Ty Segall, “My Best Friend”, in https://www.youtube.com/watch?v=yCxNUKNgqyQ
Somos o lobo de nós mesmos. O que desmente o exclusivo da racionalidade. Os ingénuos protestam contra a irracionalidade estonteante da humanidade: as guerras, sempre as guerras, a maldade intencional, a mentira, os atos de brutalidade destinados ao próximo, as más intenções, a indiferença pelos outros, a desconfiança como critério – o somatório de todas as parcelas: a brutalidade humana.
Os ingénuos ajuízam indevidamente. A irracionalidade existe porque somos racionais. Não se espere de seres racionais que esgrimam a condição a seu favor e neguem validade ao seu oposto. É por seremos racionais que acabamos sitiados pela irracionalidade. Como antítese da racionalidade, a irracionalidade é um seu subproduto. Do miradouro antropocêntrico diz-se que não se espera racionalidade das espécies afastadas da racionalidade, apenas a irracionalidade que lhes é inata. Já de nós, humanos, tanto podemos escolher a racionalidade como sermos voluntários da irracionalidade. Para atestarmos a irracionalidade temos de partir de uma posição de racionalidade.

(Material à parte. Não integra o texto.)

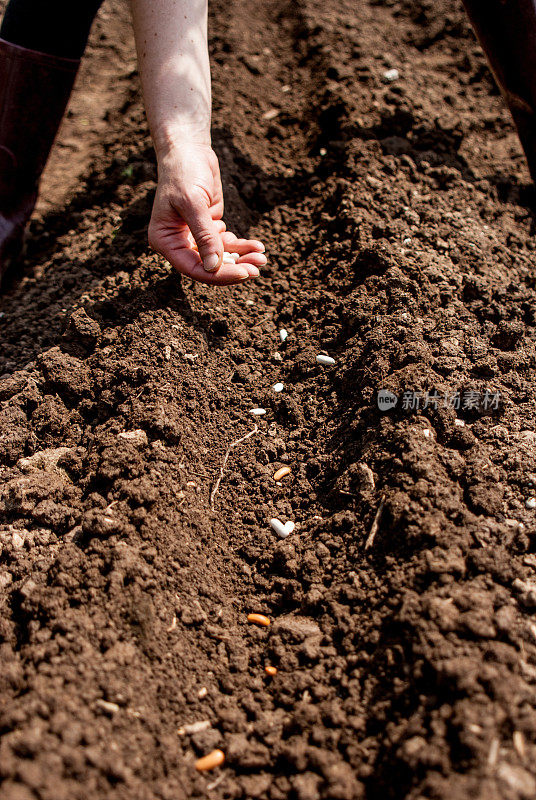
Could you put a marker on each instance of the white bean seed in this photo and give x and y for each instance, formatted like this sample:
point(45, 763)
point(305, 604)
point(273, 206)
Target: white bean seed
point(281, 530)
point(289, 527)
point(327, 361)
point(391, 75)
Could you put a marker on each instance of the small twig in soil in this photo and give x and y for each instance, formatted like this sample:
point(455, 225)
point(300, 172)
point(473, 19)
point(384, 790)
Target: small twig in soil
point(216, 486)
point(375, 525)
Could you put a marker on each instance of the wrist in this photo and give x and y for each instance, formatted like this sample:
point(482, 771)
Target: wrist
point(171, 138)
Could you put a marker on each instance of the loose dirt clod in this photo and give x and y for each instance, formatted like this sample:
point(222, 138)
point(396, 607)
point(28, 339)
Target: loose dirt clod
point(259, 619)
point(282, 473)
point(210, 761)
point(375, 525)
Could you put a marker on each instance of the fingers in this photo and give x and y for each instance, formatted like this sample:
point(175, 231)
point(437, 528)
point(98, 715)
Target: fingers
point(206, 232)
point(241, 246)
point(188, 262)
point(258, 259)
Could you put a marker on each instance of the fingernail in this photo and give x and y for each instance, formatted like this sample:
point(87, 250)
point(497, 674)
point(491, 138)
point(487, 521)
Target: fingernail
point(211, 263)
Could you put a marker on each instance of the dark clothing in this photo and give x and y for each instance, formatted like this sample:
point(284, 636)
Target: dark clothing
point(57, 27)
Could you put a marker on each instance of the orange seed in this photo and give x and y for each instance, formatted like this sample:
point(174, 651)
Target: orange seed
point(259, 619)
point(210, 761)
point(282, 473)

Os compêndios andam a exagerar na mistificação da humanidade. Muito embora os que divergem de uma cândida apreciação da humanidade tenham o seu palco, ainda prospera a ideia centrípeta da racionalidade humana. Os otimistas antropológicos são os que mais depressa apanham deceções. De cada vez que um grupo decai na irracionalidade, não conseguem compreender a tendência de o Homem virar o revólver na sua direção. Se fossem cultores de uma racionalidade temperada, admitiam a possibilidade de os humanos se afastarem do que é racional.
A espécie talvez tenha uma natureza diferente da que é emoldurada pelos sistematicamente otimistas. E serão estes, presos ao incorrigível otimismo (porque é sempre mais confortável ser otimista do que medrar nas angústia do pessimismo – quanto mais não seja), que ficam em dívida à racionalidade. A surpresa com que são apanhados quando mais um episódio de irracionalidade é vertido para os compêndios da humanidade, ou as invetivas que dirigem aos que rompem o ilusório consenso sobre a racionalidade humana, são de uma ingenuidade que não quadra com a racionalidade.
São mais racionais os que não resistem, ou não se coíbem, a provar a irracionalidade, do que os que fingem que a irracionalidade é desmentida pela racionalidade irrenunciável dos humanos. Falhar, sem termos de saber se é intencional ou um acaso, vem tatuado no código genético da racionalidade.
Os lamentos pueris que acabaram de descobrir que há humanos que são imoderadamente irracionais deviam ser chamados à terra. A lua é a terra dos lunáticos, não a Terra.